The housing correction that is underway is beginning to spill over into other areas of the economy, as evidenced by the weaker industrial production numbers reported in late 2007 by the Census Bureau. High inventories of durable goods, such as appliances, electronic equipment, and home furnishings, have caused a pullback in industrial production, since the housing market is not expected to be able to rally and absorb those inventories. In the aftermath of the sub-prime mortgage losses, banks have become more risk-averse and are tightening their lending standards. This will slow the economy further—even if someone wants to finance a large purchase, they may not be able to qualify for credit under these conditions. Banks and financial institutions are also beginning to cut jobs because of massive losses from bad loans, so it will not be just the manufacturing sector that is shedding jobs, but the service sector, as well.

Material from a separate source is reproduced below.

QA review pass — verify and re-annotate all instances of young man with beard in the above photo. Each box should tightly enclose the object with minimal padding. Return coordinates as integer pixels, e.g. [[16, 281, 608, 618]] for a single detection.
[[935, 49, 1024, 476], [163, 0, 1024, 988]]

A spot-check on consumers shows that debt service levels are at record highs, their homes have lower equity value, and they are paying more for gas. All this weighs heavily on the mind of the consumer, and as consumer confidence goes, so goes consumer spending, particularly as it relates to the automobile. To a large degree, the automakers have been able to mitigate this effect through the heavy use of incentives since 2001 (see Exhibit 1), but the effectiveness of special deals as a prop to sales has been declining. Exhibit 2 shows new home starts charted against U.S. auto sales. The drop-off in housing is evident, and the historical pattern suggests that auto sales should follow. Put all this together and you have sufficient evidence to support a recession. We expect light vehicle sales to drop further in 2008 before the industry begins to see signs of stabilization. For 2008, IRN Inc. is forecasting U.S. light vehicle sales of 15.5 million units, down from 16 million in 2007. In terms of North American light vehicle production, IRN’s forecast is for 14.45 million units, down from 14.99 million expected in 2007.

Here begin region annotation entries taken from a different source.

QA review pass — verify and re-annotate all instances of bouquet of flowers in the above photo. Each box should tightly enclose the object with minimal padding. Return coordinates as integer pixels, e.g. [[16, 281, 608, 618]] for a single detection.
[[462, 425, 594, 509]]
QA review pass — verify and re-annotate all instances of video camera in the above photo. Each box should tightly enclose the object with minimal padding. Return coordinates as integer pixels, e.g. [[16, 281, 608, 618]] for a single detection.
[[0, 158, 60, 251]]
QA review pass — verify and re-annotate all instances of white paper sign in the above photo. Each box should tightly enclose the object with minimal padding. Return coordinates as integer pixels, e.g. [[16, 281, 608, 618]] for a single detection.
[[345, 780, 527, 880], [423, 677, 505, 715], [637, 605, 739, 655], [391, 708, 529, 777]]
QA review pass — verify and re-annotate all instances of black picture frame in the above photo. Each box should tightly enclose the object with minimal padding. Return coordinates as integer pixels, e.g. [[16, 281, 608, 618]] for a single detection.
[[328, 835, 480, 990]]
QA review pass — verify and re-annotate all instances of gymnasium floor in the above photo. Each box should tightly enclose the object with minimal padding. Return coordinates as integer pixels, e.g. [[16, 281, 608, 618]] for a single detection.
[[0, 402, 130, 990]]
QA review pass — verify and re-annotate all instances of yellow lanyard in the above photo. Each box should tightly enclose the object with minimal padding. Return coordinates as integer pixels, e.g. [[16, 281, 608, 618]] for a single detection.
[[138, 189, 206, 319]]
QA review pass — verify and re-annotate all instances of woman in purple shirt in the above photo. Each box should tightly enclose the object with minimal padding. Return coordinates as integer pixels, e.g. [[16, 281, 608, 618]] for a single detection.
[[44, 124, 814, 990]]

Investing for tomorrow. While 2008 will be a difficult year, automakers need to keep moving forward with product development. Demographic data suggest that they must determine how to serve two distinctly different population segments: members of the Baby Boom generation, and the growing Echo Boom. By virtue of sheer numbers, Baby Boomers have been key drivers of evolution in the U.S. light vehicle market over the past 30 years (Exhibit 3). As the peak Boomer population progressed through their 20s and 30s, their predominant vehicle choices transitioned from small, affordable cars to minivans. By the time they reached the peak income and spending period of their late 40s and 50s, Boomers’ vehicle tastes were driving growth in SUVs and particularly the luxury end of the market. The automakers are preparing now for what Baby Boomers will want in the next decade—vehicles with easy ingress/egress, that sit higher, with a compliant, smooth ride. Crossover SUVs will be very popular with this market segment. In addition, large sedans will also meet their needs, as long as these are designed in a way that will not make Boomers feel old—i.e., not their parents’ large cars (the Town Car, Crown Vic, Cadillac DTS). The Chrysler 300C is a good example of how to attract the Baby Boomers with a contemporary design.

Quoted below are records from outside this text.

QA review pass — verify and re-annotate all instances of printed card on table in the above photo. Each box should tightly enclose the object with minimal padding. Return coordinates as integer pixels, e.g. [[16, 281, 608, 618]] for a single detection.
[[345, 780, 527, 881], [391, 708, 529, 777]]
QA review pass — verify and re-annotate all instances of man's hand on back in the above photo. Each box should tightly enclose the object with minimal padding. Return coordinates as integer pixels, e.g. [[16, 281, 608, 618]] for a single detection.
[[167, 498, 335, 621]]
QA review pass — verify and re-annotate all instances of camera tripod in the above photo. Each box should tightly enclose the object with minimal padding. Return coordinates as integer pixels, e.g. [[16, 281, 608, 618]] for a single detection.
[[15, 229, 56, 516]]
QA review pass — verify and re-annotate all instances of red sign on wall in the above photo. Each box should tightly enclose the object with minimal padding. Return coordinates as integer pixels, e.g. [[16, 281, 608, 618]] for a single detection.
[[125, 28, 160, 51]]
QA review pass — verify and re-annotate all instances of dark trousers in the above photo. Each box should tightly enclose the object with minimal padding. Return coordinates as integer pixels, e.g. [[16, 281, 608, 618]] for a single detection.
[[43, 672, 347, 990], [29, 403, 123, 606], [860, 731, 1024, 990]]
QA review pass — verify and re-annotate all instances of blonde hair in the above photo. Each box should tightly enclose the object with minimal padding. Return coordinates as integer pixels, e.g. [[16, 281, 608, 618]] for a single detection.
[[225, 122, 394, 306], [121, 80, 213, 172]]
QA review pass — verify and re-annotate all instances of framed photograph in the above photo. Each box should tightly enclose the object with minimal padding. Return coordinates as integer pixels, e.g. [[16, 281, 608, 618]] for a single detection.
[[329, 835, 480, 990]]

The Echo Boom that is entering the driving and car-buying years is the second-biggest demographic segment. Small cars that provide affordable, economical transportation will be the key, as the cycle of vehicle consumer demographics repeats itself. The challenge for the automakers is to develop attractive vehicles for the aging Baby Boomers that will generate profits to fund product development for the Echo Boomer (Exhibit 4). Even during the downturn in the cycle, you still need to keep product development on track. Automakers will be using 2008 to position themselves better for ’09 and ’10. We are encouraged by signs that the Big Three are getting back to the understanding that a vehicle is an emotional purchase. The resulting designs of some products like the GM Lambda program, Cadillac CTS, and the Ford Edge indicate that once we come out of the slowdown, things will definitely be looking up.